Yanıtını vermeye hazırdır, ama bu belki de bizim beklediğimiz türden bir yanıt değildir. Ortaya, ilahiyattan mezun olmuş olduğunu gösteren bir diploma çıkarmaz. Yeruşalim’deki kardeşler tarafından imzalanan ve bu işe onu atadıklarını gösteren resmi bir belge de getirmez. Kişisel başarılarını veya hünerlerini sunmaz. Aksine, müjde işinde dayanmak zorunda kaldığı elemlerden oluşan duygu yüklü bir listeyi önümüze koyar. 2.Korintliler’in bu kısmındaki drama ve duygu yükünü gözden kaçırmayın. Hiç durmadan müjdeyi yaymak için karada ve denizde yolculuk eden, Mesih’in sevgisine bağlanan ve Mesih’in müjdesinin duyulmadığı yerlerdeki insanlar mahvolmasın diye anlatılamayan zorluklara isteyerek dayanan Pavlus’u kafanızda bir canlandırın. Bu ayetleri duygulanmadan ve utanmadan okumamız pek mümkün olmaz.
11:22 Sahte öğretmenler Yahudi atalarından epeyce yararlandılar. İsrail ve İbrahim soyundan gelen saf kan İbrani olduklarını iddia ettiler. Bu soy ağacının kendilerine Tanrı’nın gözünde ayrıcalık yarattığı gibi yanlış bir düşünceyle hareket ettiler. Tanrı’nın eski halkının, İsrail’in Mesih’i reddetmesinden dolayı bir kenara bırakılmış olduğunu kavramadılar. Tanrı açısından Yahudi’yle diğer uluslar arasında hiçbir farkın olmadığını anlamadılar: Hepsi günahkardı ve hepsinin yalnızca Mesih’e iman ederek kurtulmaya ihtiyacı vardı.
Bu durumda övünmeleri yersizdi. Soyları kendilerine Pavlus karşısında hiçbir üstünlük sağlamadı, ki Pavlus da İbrahim soyundan gelen bir İbrani, bir İsrailliydi. Ancak onun Mesih’in elçisi olduğunu kanıtlayan şeyler bunlar değildi. Bu nedenle de hemen iddiasının can alıcı noktasına gelir: Bir alanda ondan üstün olamazlardı – zorluklarda ve elemelerde.

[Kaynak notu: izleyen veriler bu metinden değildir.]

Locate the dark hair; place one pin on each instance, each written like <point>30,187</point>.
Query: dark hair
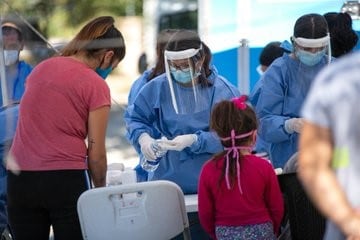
<point>15,26</point>
<point>97,35</point>
<point>207,60</point>
<point>311,26</point>
<point>342,36</point>
<point>225,117</point>
<point>270,52</point>
<point>185,39</point>
<point>162,39</point>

11:23 Meslek olarak Mesih’in hizmetkarlarıydılar, ama o, “bağlılık, emek ve elemde” hizmetkardı. Elçi Pavlus, Kurtarıcı’nın bir izleyicisi olduğunu hiç unutmadı. Hizmetkarın efendisinden üstün olmadığını ve bir elçinin dünyadan, Efendisi’nin gördüğü davranıştan daha iyi bir davranış görmeyi bekleyemeyeceğini kavradı. Pavlus, Mesih’e bağlı olarak hizmet edip O’nu izlediği süre içinde ne kadar çok elem çektiğini gördü. Ona göre elem çekmek, Mesih’in hiz-metkarları olmanın bir işaretiydi. Böyle bir övünme sonucu aklını kaçırmış gibi hissetmesine karşın gerçeği konuşması gerekiyordu. Gerçek şuydu: Bu sahte öğretmenler elem çekmiyorlardı. Kolay yolu seçtiler. Azar, işkence ve utançtan kaçındılar. Bu nedenle Pavlus, onların kendisine Mesih’in bir hizmetkarı olarak saldırırken güçsüz bir konumda olduklarını hissetti.
Şimdi Pavlus’un gerçek bir elçi olduğu iddiasını desteklemek için saydığı zorluklar listesine bir bakalım.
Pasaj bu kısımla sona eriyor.